Allie was a little fussier—inherited from his side of the family, no doubt; but Abbie, a calm and gentle mama’s girl through and through, was already sound asleep, her soft eyelashes fluttering every once in a while. It looked like she was dreaming, and he wondered what babies dreamed of after only six months on this earth. Probably food. Mom. Dad. The animal mobile hanging above the crib.
His cell was set on vibrate, and it suddenly started skittering on the sofa table behind him. He smiled and didn’t bother looking at the caller ID, because Charlotte always called to check in after she’d gotten settled in at work. She couldn’t help it. “Hey, honey,” he whispered into the phone.
“Tim? This is Jenny.”
Tim frowned. Jenny was Charlotte’s office manager. “Oh, hi, Jenny. What can I do for you?”
“I’m trying to reach Char. Is she on her way?”

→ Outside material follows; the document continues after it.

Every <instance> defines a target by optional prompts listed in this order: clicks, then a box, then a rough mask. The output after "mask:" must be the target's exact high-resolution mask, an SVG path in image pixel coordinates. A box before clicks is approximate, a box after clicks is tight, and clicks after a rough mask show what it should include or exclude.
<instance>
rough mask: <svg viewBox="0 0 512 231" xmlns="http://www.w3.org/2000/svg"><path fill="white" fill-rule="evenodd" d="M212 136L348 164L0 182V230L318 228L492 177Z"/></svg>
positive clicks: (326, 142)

Tim rolled his eyes up to the grandfather clock by the front door. It was half past nine. Charlotte was half an hour late to work. Not like her. She was usually half an hour early. “She’s probably stuck in traffic. She didn’t call?”

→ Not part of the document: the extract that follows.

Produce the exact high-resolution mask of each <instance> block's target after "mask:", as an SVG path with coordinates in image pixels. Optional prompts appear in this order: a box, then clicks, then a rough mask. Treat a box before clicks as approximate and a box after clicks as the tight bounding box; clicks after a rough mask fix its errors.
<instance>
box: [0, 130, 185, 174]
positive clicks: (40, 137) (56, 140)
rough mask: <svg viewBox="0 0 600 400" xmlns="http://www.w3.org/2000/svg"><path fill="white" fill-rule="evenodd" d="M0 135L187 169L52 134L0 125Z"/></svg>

“She hasn’t checked in and she’s not answering her phone. I just wanted to make sure everything was okay, because that’s not like her, especially since she has a presentation at eleven.”
Nothing’s okay now. Tim’s hands started shaking, imagining a car accident, or a bad fall in that dog park she liked to run in, with all the hills she thought would help her lose her baby fat faster. “She left early this morning to go jogging. She was planning to shower and clean up at the gym before work. Are you sure she’s not there?”
“Positive.”
Just keep Jenny on the phone a little bit longer. Charlotte will walk in any minute. “Oh, there you are, Char!” And then Jenny would thank him and apologize for bothering him, and the world would settle back into its proper place.
“Tim?”
Allie started squirming in his arms. Even
Abbie was starting to fuss.
“Let me try her, Jenny. I’ll call you right back.”
He listened to the entire outgoing voice message on Charlotte’s cell phone that she always, always answered when he called, because what if one of the babies was sick? She even took the damn thing into meetings and the restroom so she wouldn’t miss a call—the new mother’s certainty that the one time she didn’t pick up, it would be something serious.
Tim had thought that was an overabundance of caution, because he was a terrific stay-at-home dad, and nothing was ever serious. But he wasn’t thinking that way today.
He looked down at the two little people he loved second and third best in all the world, then squeezed his eyes shut. Oh my God, oh my God, what do I do now? Who do I call? Who can help?
And then the doorbell rang.
—
There were twin babies in Charlotte Wells’s house, crying in a back bedroom, wailing actually, and the sound was killing Magozzi. It was as if those babies knew he and Gino were out there, and somehow knew why.
Timothy Wells sat on an IKEA couch opposite them. There was a bargain-basement coffee table in between the seating areas that held a baby monitor, a television remote, and a framed photograph of the happy family. He was utterly expressionless, but his hands clutched each other, trying to hang on to a life that had just vanished in the few seconds it had taken Gino to say, “I’m sorry, Mr. Wells . . .”
After he’d asked the first, painful questions every survivor did as they worked through denial and tried to process shock, and after he’d heard the answers, he’d stood up woodenly, like a Punch and Judy puppet, excused himself, then walked out of the room. They could hear him throwing up through the bathroom door.